Former Vice President Joe Biden pegged the mid-’90s as the point when comity in Washington “began to go downhill” as he remembered late Sen. John McCain (R-Ariz.) as someone who exemplified basic American values: “Fairness, honesty, dignity, respect, giving hate no safe harbor, leaving no one behind, and understanding that as Americans, we’re part of something much bigger than ourselves.”
Biden eulogized McCain at a memorial service at the North Phoenix Baptist Church, where Frank Sinatra’s “My Way” played and tributes were delivered by the senator’s family and friends, including Arizona Cardinals wide receiver Larry Fitzgerald. “There are so many differences between the two of us and it didn’t matter,” Fitzgerald said. “It’s about just loving people for who they are and I think I’m going to do my best to convey that message.”
Biden, whose son Beau died in 2015 from the same kind of brain cancer that McCain had, said he and McCain both knew “from our different experiences that, and as our life progressed we learned even more, that there are times when life can be so cruel, pain so blinding it’s hard to see anything else.”
“The disease that took John’s life, took our mutual friend Teddy’s life, the exact same disease nine years ago a couple of days ago. And three years ago, it took my beautiful son Beau’s life. It’s brutal, it’s relentless, it’s unforgiving and it takes so much from those we love and from the families who love them that in order to survive we have to remember how they lived, not how they died,” he said. “…You will all find your own images, whether it’s remembering his smile or his laugh or touching his shoulder or just running his hand down your cheek, or just feeling like someone’s looking at — turning and seeing him just smiling at you.”
The VP began his eulogy with the words, “My name’s Joe Biden. I’m a Democrat. And I loved John McCain.”
He said he “always thought of John as a brother” with “a hell of a lot of family fights.”
“We’d talk about family, we’d talk about politics, we’d talk about international relations, we’d talk about promise, the promise of America because we’re both cockeyed optimists and really believe that there’s not a single thing beyond the capacity of this country,” he added.
Biden said that McCain had “a value set that was neither selfish nor self-serving: John understood that America was, first and foremost, an idea, audacious and risky, organized around not tribe but around ideals. Think of how he approached every issue.”
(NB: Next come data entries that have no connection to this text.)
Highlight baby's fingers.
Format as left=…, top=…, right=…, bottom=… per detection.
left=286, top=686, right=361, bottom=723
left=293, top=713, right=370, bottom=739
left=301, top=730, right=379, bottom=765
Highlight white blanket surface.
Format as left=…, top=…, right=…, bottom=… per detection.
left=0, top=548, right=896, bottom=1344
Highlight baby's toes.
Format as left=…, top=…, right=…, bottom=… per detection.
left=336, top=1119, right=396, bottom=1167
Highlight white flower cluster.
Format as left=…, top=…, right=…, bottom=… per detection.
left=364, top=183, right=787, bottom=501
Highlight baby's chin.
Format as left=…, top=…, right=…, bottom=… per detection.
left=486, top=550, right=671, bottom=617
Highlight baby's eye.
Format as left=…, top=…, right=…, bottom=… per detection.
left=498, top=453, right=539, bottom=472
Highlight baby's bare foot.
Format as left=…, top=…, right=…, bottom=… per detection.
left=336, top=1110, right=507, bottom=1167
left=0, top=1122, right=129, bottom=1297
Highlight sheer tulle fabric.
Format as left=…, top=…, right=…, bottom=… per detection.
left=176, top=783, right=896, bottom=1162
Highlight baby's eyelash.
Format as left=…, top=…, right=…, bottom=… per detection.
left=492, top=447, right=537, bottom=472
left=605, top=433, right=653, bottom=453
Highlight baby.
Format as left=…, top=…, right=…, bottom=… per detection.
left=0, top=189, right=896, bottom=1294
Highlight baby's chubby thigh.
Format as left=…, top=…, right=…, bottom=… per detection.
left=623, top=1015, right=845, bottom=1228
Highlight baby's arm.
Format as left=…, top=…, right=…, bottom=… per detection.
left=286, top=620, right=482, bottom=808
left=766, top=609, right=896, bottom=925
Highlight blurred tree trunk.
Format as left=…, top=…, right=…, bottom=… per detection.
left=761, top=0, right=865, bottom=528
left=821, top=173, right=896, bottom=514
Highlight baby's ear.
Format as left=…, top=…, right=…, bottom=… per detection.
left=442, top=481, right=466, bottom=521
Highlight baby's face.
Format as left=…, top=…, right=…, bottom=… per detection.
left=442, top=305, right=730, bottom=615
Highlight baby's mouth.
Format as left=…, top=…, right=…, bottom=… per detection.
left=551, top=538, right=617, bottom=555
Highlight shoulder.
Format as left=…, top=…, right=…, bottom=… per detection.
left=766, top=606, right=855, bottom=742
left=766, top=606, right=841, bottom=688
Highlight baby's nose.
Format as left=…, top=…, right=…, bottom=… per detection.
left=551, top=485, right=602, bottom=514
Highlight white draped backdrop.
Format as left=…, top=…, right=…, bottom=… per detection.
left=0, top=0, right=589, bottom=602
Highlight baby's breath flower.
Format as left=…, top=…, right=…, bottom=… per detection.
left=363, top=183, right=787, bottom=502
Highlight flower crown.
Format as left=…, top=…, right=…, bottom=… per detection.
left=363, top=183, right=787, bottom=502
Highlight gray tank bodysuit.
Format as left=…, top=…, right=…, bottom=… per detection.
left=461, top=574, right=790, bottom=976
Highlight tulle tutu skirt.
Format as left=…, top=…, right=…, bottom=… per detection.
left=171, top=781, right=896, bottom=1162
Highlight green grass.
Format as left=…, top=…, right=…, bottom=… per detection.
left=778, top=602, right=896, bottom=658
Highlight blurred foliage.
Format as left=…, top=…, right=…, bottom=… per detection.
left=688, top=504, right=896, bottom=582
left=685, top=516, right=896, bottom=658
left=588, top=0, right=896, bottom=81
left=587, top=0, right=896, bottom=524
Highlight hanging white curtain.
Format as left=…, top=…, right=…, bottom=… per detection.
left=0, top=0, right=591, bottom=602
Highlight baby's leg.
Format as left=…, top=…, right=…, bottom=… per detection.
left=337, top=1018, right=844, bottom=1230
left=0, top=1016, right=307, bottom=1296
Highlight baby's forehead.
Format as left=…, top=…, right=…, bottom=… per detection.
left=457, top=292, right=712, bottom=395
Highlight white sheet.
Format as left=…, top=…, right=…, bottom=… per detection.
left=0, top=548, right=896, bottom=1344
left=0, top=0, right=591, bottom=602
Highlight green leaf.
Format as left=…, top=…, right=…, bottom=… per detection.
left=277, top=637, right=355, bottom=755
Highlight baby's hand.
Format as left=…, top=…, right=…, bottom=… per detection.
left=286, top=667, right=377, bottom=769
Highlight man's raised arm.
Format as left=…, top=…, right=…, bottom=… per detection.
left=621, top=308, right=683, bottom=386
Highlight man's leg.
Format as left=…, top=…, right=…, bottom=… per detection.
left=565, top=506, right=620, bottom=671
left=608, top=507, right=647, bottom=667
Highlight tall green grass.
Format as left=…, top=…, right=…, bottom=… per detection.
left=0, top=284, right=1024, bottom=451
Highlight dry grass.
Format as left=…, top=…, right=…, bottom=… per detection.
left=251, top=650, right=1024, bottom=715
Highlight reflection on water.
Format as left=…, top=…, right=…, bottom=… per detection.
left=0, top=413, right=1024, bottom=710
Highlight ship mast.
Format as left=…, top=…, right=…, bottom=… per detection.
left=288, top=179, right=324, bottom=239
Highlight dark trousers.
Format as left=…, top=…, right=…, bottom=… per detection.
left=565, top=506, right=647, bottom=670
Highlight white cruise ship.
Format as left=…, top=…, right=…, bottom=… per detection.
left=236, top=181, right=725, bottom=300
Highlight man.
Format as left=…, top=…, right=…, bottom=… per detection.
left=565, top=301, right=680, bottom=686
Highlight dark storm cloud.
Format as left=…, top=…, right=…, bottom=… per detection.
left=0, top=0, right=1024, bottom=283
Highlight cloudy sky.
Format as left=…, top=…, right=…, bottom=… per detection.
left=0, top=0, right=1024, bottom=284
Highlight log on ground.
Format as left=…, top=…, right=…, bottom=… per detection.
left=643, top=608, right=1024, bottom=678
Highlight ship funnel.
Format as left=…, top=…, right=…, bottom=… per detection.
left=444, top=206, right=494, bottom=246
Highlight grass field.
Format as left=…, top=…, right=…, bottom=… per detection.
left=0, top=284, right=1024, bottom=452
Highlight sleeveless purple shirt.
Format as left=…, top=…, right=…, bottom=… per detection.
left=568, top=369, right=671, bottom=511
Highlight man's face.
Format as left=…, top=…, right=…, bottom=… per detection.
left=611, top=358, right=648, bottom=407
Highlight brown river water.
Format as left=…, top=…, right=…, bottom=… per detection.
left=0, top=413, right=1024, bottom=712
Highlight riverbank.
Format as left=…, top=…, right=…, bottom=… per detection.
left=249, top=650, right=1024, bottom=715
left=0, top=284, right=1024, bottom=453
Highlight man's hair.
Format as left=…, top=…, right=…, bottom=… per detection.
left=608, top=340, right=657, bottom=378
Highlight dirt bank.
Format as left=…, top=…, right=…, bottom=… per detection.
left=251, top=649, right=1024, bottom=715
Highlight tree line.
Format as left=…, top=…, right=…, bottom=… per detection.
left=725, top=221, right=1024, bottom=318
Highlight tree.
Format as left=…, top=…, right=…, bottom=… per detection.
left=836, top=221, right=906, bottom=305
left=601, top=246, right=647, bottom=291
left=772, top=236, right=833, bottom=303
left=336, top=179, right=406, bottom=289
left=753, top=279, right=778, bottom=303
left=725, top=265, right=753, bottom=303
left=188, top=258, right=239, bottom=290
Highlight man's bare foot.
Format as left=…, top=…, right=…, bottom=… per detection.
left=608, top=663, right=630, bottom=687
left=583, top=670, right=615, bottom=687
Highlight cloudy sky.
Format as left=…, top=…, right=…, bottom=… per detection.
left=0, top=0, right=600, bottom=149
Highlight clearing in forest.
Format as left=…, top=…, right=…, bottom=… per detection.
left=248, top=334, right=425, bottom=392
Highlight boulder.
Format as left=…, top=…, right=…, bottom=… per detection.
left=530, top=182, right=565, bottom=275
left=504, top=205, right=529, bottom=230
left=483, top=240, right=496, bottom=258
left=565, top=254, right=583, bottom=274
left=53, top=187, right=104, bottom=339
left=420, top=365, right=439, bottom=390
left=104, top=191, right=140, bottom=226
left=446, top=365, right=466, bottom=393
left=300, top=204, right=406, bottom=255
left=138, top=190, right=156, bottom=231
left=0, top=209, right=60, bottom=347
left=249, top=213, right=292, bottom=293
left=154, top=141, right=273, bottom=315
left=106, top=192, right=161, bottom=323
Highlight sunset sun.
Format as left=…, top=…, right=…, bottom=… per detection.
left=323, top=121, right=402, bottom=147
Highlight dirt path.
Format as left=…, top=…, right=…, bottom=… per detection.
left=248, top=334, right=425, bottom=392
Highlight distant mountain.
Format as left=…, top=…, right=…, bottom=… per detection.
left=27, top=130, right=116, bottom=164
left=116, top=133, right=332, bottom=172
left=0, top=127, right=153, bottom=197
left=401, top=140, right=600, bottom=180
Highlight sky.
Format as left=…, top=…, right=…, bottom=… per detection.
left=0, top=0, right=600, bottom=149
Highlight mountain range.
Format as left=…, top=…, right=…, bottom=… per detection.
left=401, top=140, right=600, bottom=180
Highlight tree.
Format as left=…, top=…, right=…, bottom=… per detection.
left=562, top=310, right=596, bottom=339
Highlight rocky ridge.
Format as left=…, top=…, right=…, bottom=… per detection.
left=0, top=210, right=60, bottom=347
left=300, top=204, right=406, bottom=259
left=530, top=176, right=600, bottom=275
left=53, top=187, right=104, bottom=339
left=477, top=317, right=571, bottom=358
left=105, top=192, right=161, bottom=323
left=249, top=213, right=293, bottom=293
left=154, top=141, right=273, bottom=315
He recalled that “during long debates in the ’80s and ’90s, as some of the colleagues who were around then would know, I’d always go over and sit next to John, next to his seat, or he’d come over on the Democratic side and sit next to me,” but in 1996 their respective caucuses told the senators that it didn’t look good for the two to be sitting together.
“That’s when things began to change for the worse in America, in the Senate. That’s when it changed. What happened was at those times, it was always appropriate to challenge another senator’s judgment. But never appropriate to challenge their motive. When you challenge their motive, it’s impossible to get to go,” Biden said. “If I say you’re doing this because you’re being paid off, if I say you’re doing this because you’re not a good Christian, if I say you’re doing this because you’re this, that or the other thing, it’s impossible to reach consensus.”
“…Whenever I was in trouble, John was the first guy there, and I hope I was there for him. And we never hesitated to give each other advice. He’d call me in the middle of the campaign and say, ‘What the hell did you say that for?’ Wasn’t on an issue. Like, ‘You just screwed up, Joe, you know?’ And I’d occasionally call him.”
Biden said that “Americans saw how he lived his life that way and they knew the truth of what he was saying,” thus McCain “gave Americans confidence.”
“John knew ordinary Americans understood that each of us has a duty to defend the integrity, dignity and birthright of every child. They carried it; that good communities are built by thousands of small acts of decency that Americans, as I speak today, show each other every single day; that very deep in the DNA of this nation’s soul lies a flame that was lit over 200 years ago that each of us carries with us, and each one of us has the capacity, the responsibility, and we can screw up the courage to ensure that’s not extinguished,” he said. “And it’s a thousand little things that make us different.”
McCain will lie in state at the U.S. Capitol on Friday before a Saturday memorial service at the National Cathedral.